Guttenberg – Jagd: Symptom für ein erkranktes System

Politiker sollten Vorbilder sein. Doch was heißt das? Gelackte, blankgewienerte, fehlerfreie Menschenautomaten? Der Ausspruch “Irren ist menschlich” kommt nicht von ungefähr. Es gibt keine perfekten Menschen. Im Lichte dieser Wirklichkeit ist es beängstigend, wie unsere Gesellschaft von ihren Vorbildern zunehmend die absolute Perfektion abverlangt. Wer einen Fehler begeht, wird  medial gelyncht. Die politischen Giftmischer rühren ihre Kochlöffel geifrig in ihrer dampfenden Rechthabebrühe. Noch erschreckender ist es, wie diese politischen Vorbildfetischisten in allernächster Nähe dramatische, politische Entwicklungen zulassen: das jahrzehntelange Treiben Silvio Berlusconis hat Italien beinahe ruiniert.
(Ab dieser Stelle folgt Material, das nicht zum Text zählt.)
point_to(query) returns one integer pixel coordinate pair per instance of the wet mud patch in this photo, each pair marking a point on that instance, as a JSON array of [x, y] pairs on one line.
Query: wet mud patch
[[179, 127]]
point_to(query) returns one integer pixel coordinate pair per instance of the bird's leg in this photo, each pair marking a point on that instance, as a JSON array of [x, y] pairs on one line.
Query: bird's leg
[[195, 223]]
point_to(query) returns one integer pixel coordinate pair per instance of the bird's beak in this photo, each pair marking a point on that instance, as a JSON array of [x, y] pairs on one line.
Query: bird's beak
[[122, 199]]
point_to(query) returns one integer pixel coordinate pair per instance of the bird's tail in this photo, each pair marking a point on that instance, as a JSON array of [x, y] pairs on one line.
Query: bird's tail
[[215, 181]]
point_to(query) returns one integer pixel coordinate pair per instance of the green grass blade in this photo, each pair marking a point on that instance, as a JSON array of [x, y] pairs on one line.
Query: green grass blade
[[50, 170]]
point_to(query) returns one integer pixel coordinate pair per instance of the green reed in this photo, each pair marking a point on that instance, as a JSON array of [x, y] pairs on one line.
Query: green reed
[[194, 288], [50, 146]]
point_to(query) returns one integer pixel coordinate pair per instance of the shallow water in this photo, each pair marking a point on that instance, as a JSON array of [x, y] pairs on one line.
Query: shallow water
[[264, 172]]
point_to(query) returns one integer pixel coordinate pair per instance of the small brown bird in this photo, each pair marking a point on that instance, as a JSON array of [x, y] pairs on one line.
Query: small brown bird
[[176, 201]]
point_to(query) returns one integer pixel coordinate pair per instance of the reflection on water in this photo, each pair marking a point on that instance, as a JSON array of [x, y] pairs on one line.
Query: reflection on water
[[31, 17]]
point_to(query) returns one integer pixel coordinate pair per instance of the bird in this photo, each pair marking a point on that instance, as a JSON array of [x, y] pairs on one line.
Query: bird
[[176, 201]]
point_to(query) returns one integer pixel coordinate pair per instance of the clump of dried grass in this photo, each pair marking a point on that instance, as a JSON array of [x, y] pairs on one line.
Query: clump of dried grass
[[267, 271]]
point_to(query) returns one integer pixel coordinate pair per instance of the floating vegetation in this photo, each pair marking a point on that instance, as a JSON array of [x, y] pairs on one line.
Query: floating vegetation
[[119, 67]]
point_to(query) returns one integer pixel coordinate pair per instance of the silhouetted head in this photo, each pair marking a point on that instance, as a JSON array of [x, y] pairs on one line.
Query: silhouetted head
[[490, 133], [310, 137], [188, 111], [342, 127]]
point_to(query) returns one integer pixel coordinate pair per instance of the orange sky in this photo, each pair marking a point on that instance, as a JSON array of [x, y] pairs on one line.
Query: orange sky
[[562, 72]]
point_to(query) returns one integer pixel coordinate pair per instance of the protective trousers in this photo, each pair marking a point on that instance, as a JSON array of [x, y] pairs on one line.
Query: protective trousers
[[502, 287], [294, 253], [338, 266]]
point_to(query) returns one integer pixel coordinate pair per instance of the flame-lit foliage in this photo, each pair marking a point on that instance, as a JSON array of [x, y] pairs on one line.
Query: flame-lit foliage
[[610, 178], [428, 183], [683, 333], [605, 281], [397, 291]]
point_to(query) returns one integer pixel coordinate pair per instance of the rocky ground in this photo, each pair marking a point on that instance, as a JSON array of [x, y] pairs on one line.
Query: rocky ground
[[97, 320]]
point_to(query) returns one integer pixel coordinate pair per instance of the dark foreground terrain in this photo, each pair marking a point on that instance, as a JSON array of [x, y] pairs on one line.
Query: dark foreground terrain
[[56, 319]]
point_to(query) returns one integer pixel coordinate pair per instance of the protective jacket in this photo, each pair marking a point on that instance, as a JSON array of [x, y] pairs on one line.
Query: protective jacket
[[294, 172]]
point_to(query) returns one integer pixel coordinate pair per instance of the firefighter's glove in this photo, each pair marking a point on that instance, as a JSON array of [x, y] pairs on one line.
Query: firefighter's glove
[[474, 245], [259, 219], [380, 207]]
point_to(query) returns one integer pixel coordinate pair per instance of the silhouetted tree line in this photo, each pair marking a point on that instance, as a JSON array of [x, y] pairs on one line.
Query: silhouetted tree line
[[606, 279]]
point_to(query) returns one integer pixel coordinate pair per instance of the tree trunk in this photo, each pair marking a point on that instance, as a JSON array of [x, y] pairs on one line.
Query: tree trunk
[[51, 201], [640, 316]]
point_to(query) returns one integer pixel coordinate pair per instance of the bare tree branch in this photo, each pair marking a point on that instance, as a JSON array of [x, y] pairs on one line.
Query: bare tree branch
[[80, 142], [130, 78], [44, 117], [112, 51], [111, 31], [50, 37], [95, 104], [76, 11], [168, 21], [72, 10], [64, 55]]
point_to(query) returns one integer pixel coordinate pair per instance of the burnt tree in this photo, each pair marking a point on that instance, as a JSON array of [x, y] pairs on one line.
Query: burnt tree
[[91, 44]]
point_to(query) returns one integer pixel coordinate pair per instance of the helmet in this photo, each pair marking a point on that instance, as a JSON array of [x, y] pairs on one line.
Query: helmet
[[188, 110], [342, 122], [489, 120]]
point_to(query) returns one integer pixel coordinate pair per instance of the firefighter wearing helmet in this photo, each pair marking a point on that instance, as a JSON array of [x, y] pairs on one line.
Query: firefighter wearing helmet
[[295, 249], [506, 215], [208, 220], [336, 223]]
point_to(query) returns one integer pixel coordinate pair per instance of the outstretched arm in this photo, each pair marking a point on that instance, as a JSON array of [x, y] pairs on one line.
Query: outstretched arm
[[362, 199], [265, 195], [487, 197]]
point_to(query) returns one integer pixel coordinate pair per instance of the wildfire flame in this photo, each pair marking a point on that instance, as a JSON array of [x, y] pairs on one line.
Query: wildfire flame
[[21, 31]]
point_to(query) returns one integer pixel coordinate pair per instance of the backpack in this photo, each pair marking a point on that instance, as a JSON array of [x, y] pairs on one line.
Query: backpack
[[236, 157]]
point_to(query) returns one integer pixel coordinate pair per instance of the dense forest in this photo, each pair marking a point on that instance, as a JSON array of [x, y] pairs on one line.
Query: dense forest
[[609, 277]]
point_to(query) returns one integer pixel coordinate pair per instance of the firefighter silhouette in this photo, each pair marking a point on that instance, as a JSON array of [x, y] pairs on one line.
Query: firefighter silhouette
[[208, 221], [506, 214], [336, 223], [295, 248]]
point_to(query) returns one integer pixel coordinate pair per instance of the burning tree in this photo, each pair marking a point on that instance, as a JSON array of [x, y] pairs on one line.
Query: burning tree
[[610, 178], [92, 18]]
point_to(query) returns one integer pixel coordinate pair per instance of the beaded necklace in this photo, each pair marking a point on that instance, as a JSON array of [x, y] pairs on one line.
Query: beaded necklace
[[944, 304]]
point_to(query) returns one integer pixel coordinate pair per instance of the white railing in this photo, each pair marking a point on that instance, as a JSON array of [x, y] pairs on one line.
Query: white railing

Victor Orbàn, der rechtsradikale ungarische Staatschef darf EU-Ratspräsident sein, obwohl er in seinem Land die Pressefreiheit abschafft. Die allein gelassene Ukraine entwickelt sich klammheimlich wieder eine Diktatur. Vorbildhafte Politiker sind Menschen, die das Beste wollen, die sich aber nicht in Grabenkämpfen, Egoismus, Selbstbereicherung und Machtkämpfen verstricken. Dabei ist mir das Vorbild, dessen Fehler ich kenne, lieber, als ein gelacktes Hochglanzidol. Die Treibjagd auf zu Guttenberg macht Sorge. Sie ist ein Symptom eines erkrankten, demokratischen Systems, das seine Werte verloren hat.